Desde la Asociación Empresaria Hotelero Gastronómica advirtieron que los partidos del Mundial generan más movimiento en bares con pantallas y delivery, pero perjudican a los restaurantes tradicionales
El avance de la selección argentina en el Mundial despierta entusiasmo entre los hinchas, pero su impacto sobre la gastronomía rosarina está lejos de ser uniforme. Mientras algunos bares y cervecerías logran aprovechar el fenómeno futbolero, los restaurantes tradicionales aseguran que los encuentros disputados durante los fines de semana terminan afectando su rentabilidad.
Así lo explicó Carlos Mellano, referente de la Asociación Civil Empresaria Hotelero Gastronómica y Afines Rosario, quien analizó el presente del sector y remarcó que la crisis económica sigue siendo el principal problema para los comercios.
En diálogo con Radio 2, Mellano sostuvo que el último partido de Argentina dejó resultados muy diferentes según el perfil de cada establecimiento. Los bares con pantallas gigantes y el servicio de delivery registraron un importante movimiento, especialmente hasta las 22, cuando muchas familias eligieron ver el encuentro desde sus casas.
En cambio, los restaurantes tradicionales no corrieron la misma suerte. «El Mundial, en términos de la gastronomía, más para un sábado a la noche, no es la mejor opción», afirmó.
El dirigente explicó que quienes se sientan a ver el partido permanecen durante los 90 minutos de juego, el entretiempo y, muchas veces, el tiempo adicional, lo que reduce la rotación de mesas, un factor clave para la rentabilidad de los restaurantes.
Frente a esta situación, algunos locales incluso decidieron modificar su funcionamiento. Mellano contó que establecimientos especializados en gastronomía de autor o menús por pasos, que incluso no cuentan con televisores, optaron por cerrar durante la noche del partido y concentrar su actividad el domingo al mediodía.
La realidad fue distinta para bares y cervecerías que organizaron promociones especiales y colocaron pantallas gigantes para atraer público. En esos casos, los locales trabajaron con gran concurrencia y extendieron la actividad con los festejos posteriores al triunfo argentino.
Más allá del efecto puntual del Mundial, el panorama general del sector continúa siendo delicado. Mellano reconoció que la actividad gastronómica atraviesa meses muy complejos producto de la caída del consumo.
«Hasta junio la verdad que la situación no está buena», resumió.
El empresario coincidió además con las advertencias realizadas por representantes sindicales sobre las dificultades que enfrentan muchos establecimientos para afrontar el pago de salarios y aguinaldos.
A este escenario se suma la fuerte presión tributaria que afecta especialmente a las pequeñas y medianas empresas. Según explicó, muchas pymes reciben intimaciones por deudas fiscales que luego derivan en bloqueos o embargos de cuentas bancarias.
«Embargar una cuenta hoy por hoy lo saca del ritmo a cualquier pyme», advirtió.

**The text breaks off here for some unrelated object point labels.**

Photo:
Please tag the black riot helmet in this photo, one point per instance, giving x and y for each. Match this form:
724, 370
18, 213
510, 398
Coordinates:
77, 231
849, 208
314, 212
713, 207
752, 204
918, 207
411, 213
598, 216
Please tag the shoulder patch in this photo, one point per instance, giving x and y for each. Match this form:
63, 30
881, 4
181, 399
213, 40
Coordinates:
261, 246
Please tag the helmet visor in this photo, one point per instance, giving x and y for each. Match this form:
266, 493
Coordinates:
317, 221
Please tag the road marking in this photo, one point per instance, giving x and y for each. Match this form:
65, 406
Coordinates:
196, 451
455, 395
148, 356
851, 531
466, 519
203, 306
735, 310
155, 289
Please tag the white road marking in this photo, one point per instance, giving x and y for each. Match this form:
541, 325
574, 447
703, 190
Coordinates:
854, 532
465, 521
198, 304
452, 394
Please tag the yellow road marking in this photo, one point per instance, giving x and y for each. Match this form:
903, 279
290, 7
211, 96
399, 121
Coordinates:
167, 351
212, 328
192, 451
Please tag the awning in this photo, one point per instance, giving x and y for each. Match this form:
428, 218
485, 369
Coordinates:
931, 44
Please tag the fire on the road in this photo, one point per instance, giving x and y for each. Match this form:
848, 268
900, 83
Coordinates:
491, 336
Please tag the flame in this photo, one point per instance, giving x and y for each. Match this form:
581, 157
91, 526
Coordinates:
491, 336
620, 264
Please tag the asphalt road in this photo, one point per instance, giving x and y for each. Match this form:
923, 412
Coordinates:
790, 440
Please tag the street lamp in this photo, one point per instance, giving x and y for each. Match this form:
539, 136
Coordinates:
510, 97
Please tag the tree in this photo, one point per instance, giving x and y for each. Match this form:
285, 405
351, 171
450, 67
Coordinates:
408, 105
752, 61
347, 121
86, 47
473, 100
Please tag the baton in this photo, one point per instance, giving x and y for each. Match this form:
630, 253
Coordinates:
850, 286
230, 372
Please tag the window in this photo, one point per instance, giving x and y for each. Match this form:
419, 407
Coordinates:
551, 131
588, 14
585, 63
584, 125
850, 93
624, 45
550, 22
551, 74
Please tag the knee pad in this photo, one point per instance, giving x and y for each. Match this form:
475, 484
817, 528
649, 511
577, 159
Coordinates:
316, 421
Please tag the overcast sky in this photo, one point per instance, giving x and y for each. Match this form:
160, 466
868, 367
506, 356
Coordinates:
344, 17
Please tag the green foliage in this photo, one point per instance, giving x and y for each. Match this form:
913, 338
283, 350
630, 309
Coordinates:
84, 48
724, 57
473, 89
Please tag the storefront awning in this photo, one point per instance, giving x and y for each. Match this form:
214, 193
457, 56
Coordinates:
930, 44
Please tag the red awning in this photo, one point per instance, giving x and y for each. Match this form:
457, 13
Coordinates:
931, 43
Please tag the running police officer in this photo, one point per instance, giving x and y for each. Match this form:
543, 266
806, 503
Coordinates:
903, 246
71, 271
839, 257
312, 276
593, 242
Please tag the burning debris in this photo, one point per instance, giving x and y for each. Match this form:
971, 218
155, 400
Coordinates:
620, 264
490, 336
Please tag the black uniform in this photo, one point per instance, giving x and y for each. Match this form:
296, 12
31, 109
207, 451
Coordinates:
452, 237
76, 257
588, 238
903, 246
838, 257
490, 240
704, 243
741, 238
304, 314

Para intentar sostener la actividad, numerosos comercios implementan promociones, acuerdan condiciones especiales con proveedores y fomentan el pago en efectivo para reducir los costos financieros derivados del uso de tarjetas, que —según precisó Mellano— representan entre un 5% y un 7% de cada operación.
Mientras el Mundial continúa generando movimiento en algunos rubros específicos, desde la entidad sostienen que el verdadero desafío sigue siendo recuperar el consumo y aliviar la carga económica que enfrenta uno de los sectores más golpeados de la actividad comercial rosarina.